When I first began practicing Primary, I practiced along with Swenson's Practice Manual, which illustrates Utthita Hasta Padangusthasana as a series of four separate postures, the first of which is a relatively upright variation in which the leg is held straight out it front without folding the entirely over the leg. In the third posture of the 4-part sequence, per the Manual, the foot is taken with both hands and the leg is pulled up to the face while the body remains perfectly upright. This is how I learned the series at home until I made it to a Mysore class.
During my first Mysore class, the teacher gently informed me that I was practicing Utthita Hasta Padangusthasana incorrectly. She then made me go back and do both sides again, with her assistance. This experience thoroughly confused me. I had thought the Primary series was the same everywhere, always and forever unchanged. How could it be that Swenson's instructions had steered me wrong? When I got home, I compared Swenson's book to Maehle's instruction of Utthita Hasta Padangusthasa in Ashtanga Yoga: Practice & Philosophy, my other Primary reference. Maehle's version confirmed my teacher's, so I adopted this new variation and carried on, my confidence in the tradition of Ashtanga slightly shaken.
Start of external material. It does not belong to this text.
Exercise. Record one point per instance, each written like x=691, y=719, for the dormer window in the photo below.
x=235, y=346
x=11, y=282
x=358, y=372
And all was well and good until one day in another teacher's Mysore room, I was stopped after Marichyasana A. I had been under the impression that, should one have the ability, there is an alternative vinyasa to the usual jump back here in which the knee stays behind the shoulder. The practitioner lifts up to Eka Pada Bakasana and then drops to Chaturanga in one exhale. I had thought this was the ideal vinyasa for Marichi A and C. However, this teacher informed me that "the only time we practice Eka Pada Bakasana in Primary is after Virabhadrasana II." Huh. I could have sworn I read that the Eka Pada Bakasana exit was prescribed after these two poses. Upon further examination, Maehle's book mentions this vinyasa as an option, but Swenson's does not. So I continue to do it in my home practice but not when I practice with a teacher.
I must have it all straightened out by now, I thought when, yet again, I was stopped by one of my teachers and told that the sequence had been changed. No longer do we inhale up, pause, then exhale down from Supta Konasana. "Guruji changed it."
What? What do you mean he changed it? Of course, I didn't say these things to my teacher, but I may have cocked an eyebrow. How did he change it? Is there some administrative panel that approves these decisions, or did Guruji just mix it up now and then for fun? And will Sharath do the same? Will I, one day after years and years of practice, be approached by a teacher recently returned from India (or Encinitas) who will stop me to inform me it's been changed? It's a disconcerting thought.
Can any of you senior Ashtangis shed some light on this evolution of the practice? Why and how does the series get changed?